The Unscored Section
- One 25-minute unscored section, known as the experimental or equating section.
- May be a critical reading, math, or multiple-choice writing section.
- Does not count toward the final score.
- Used to try out new questions for future editions of the SAT
- 25-minute essay will always be the first section of the SAT.
- 10-minute multiple-choice writing section will always be the final section.
- The remaining six 25-minute sections can appear in any order, as can the two 20-minute sections.
The Critical Reading Section Overview
|70 min. (two 25-min. sections and one 20-min. section)||Critical reading and sentence-level reading||Reading comprehension, sentence completions, and paragraph-length critical reading||200-800|
The critical reading section includes short reading passages and long reading passages as well as sentence completions.
The Mathematics Section Overview
70 min. (two 25-min. sections and one 20-min. section)
Number and operations; algebra and functions; geometry; statistics, probability, and data analysis
Five-choice multiple-choice questions and student-produced responses
The SAT also includes math topics such as negative and fractional exponents, absolute value, and function notation, and places emphasis on such topics as linear functions, manipulations with exponents, and properties of tangent lines.
The Writing Section Overview
Grammar, usage, and word choice
Multiple choice questions (35 min.) and student-written essay (25 min.)
- The short essay measures the ability to:
- Organize and express ideas clearly.
- Develop and support the main idea.
- Use appropriate word choice and sentence structure.
- Students are asked to develop a point of a view on an issue, using reasoning and evidence - based on their own experiences, readings, or observations - to support their ideas.
- The essay will be scored by trained high school and college teachers. Each reader will give the essay a score from 1 to 6 (6 is the highest score).
- The multiple-choice writing questions measure students' ability to:
- Improve sentences and paragraphs
- Identify errors (such as diction, grammar, sentence construction, subject-verb agreement, proper word usage, and wordiness).
Sample SAT Essay Prompts
Prompt 1: We must seriously question the idea of majority rule. The majority grinned and jeered when Columbus said the world was round. The majority threw him into a dungeon for his discoveries. Where is the logic in the notion that the opinion held by a majority of people should have the power to influence our decisions?
Adapted from James A. Reed, "Majority Rule"
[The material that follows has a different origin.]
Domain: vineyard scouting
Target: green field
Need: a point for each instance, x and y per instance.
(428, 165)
Assignment: Is the opinion of the majority-in government or in any other circumstances-a poor guide? Plan and write an essay in which you develop your point of view on this issue. Support your position with reasoning and examples taken from your reading, studies, experience, or observations.
Prompt 2: Given the importance of human creativity, one would think it should have a high priority among our concerns. But if we look at the reality, we see a different picture. Basic scientific research is minimized in favor of immediate practical applications. The arts are increasingly seen as dispensable luxuries. Yet as competition heats up around the globe, exactly the opposite strategy is needed. Adapted from Mihaly Csikszentmihaly, "Creativity: Flow and the Psychology of Discovery and Invention"
Assignment: Is creativity needed more than ever in the world today? Plan and write an essay in which you develop your point of view on this issue. Support your position with reasoning and examples taken from your reading, studies, experience, or observations.